In summary, Googlebot retrieves the HTML and Chrome renders it. The rendered HTML is gold. Ensure your valuable content and links are appearing there.

2 Likes

What’s the purpose of the steps under “Become one with chrome”?

Couldn’t you do the “Copy outerHTML” step in place of step 7 in the first list?

I think you can also fetch it with curl:

curl -s https://meta.discourse.org/ > page.html

(It will contain the "crawler" classes.)

Then open the page.html file in a browser.

Or to inspect the code in an editor:

curl -s https://meta.discourse.org/ | vim -
2 Likes

The cached HTML is rendered in Chrome (headless). When rendered, supplemental copy and links may be introduced via JavaScript, in the dom. Google will take the information it renders into consideration for indexing.
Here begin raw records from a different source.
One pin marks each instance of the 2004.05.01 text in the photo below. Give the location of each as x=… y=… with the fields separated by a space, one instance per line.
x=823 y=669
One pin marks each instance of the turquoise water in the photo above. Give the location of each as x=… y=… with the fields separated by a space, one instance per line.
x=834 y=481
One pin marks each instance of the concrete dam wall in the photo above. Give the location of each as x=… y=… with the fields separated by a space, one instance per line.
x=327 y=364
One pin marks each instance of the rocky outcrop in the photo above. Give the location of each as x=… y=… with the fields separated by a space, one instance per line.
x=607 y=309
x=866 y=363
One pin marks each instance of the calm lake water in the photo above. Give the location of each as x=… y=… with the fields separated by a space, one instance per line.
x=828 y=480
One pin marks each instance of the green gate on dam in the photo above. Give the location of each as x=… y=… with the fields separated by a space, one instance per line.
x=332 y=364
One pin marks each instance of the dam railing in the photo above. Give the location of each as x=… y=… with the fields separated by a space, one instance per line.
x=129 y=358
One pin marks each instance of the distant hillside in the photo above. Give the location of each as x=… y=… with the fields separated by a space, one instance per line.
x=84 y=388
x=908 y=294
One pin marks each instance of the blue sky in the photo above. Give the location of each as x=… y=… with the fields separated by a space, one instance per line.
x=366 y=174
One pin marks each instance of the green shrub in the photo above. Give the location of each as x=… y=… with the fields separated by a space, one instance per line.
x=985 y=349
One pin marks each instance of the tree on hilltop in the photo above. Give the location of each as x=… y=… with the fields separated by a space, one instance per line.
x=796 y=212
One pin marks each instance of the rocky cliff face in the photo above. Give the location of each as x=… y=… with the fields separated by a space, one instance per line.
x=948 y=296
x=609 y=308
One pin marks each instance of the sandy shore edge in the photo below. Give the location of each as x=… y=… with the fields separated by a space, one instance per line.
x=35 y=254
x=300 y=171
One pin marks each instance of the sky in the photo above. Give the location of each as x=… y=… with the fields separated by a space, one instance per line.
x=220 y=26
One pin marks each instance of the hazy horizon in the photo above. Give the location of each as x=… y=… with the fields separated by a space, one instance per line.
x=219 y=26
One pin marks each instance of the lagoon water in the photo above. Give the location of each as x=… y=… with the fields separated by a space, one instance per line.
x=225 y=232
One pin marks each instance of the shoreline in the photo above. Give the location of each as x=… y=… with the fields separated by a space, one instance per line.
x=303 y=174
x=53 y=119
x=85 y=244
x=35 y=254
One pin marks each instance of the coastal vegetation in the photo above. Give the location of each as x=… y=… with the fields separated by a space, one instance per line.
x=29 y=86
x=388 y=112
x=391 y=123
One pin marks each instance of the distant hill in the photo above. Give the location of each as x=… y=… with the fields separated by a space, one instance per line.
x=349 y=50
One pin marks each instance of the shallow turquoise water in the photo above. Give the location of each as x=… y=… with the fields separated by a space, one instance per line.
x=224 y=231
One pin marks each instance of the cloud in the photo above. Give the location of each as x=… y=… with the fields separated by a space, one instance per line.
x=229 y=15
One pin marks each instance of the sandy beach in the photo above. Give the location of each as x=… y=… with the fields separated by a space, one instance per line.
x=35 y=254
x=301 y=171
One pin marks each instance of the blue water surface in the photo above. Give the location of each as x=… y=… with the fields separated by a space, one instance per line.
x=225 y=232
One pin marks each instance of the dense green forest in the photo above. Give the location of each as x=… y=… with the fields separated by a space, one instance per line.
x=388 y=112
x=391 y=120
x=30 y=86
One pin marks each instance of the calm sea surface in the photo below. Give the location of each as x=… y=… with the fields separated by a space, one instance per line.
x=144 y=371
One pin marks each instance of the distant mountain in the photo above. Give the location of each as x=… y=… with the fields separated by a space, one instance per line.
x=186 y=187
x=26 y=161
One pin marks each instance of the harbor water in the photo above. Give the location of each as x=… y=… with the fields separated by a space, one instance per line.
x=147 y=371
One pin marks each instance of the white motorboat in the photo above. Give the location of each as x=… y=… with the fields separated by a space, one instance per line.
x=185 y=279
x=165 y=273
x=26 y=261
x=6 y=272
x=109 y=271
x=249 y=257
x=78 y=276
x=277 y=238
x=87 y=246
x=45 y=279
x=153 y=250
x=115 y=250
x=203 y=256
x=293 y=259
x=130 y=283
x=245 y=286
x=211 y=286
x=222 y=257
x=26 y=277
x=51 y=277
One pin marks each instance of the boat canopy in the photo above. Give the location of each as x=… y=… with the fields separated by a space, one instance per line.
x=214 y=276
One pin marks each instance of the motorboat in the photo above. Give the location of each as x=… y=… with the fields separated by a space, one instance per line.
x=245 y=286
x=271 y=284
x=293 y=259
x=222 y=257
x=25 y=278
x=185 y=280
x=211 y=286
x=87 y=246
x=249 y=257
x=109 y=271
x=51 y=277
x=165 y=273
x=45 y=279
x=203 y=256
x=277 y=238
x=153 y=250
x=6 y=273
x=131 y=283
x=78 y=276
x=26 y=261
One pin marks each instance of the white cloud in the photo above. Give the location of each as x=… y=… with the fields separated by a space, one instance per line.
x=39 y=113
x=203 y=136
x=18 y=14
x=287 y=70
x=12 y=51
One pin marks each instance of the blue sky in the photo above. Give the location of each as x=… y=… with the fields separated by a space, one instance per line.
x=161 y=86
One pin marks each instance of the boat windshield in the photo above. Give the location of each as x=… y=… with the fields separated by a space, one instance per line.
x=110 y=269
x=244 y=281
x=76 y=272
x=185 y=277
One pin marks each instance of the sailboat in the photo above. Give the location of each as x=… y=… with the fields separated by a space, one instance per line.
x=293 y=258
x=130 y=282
This is how Googlebot gets content from JavaScript-heavy applications. Go to Google and search for something you know renders content only with JavaScript > click the 3 dotted icon > click the Cached button > click View source > copy it and render it in Chrome to see what content appears in the dom.

Note: Update any relative paths (CSS and JS resources) to absolutes before rendering it in Chrome ^^

Using curl makes it easier, nice!

Make sure to include the Googlebot user agent string, e.g., Mozilla/5.0 (Linux; Android 6.0.1; Nexus 5X Build/MMB29P) AppleWebKit/537.36 (KHTML, like Gecko) Chrome/97.0.4692.71 Mobile Safari/537.36 (compatible; Googlebot/2.1; +http://www.google.com/bot.html). The server may send Googlebot different HTML.

I think it’s the same output, but it doesn’t hurt to add the user agent. I’m not sure about Chrome, but in Firefox you can right-click on the request in the network tab and choose “copy as curl” for a complete set of headers that will mimic a browser request.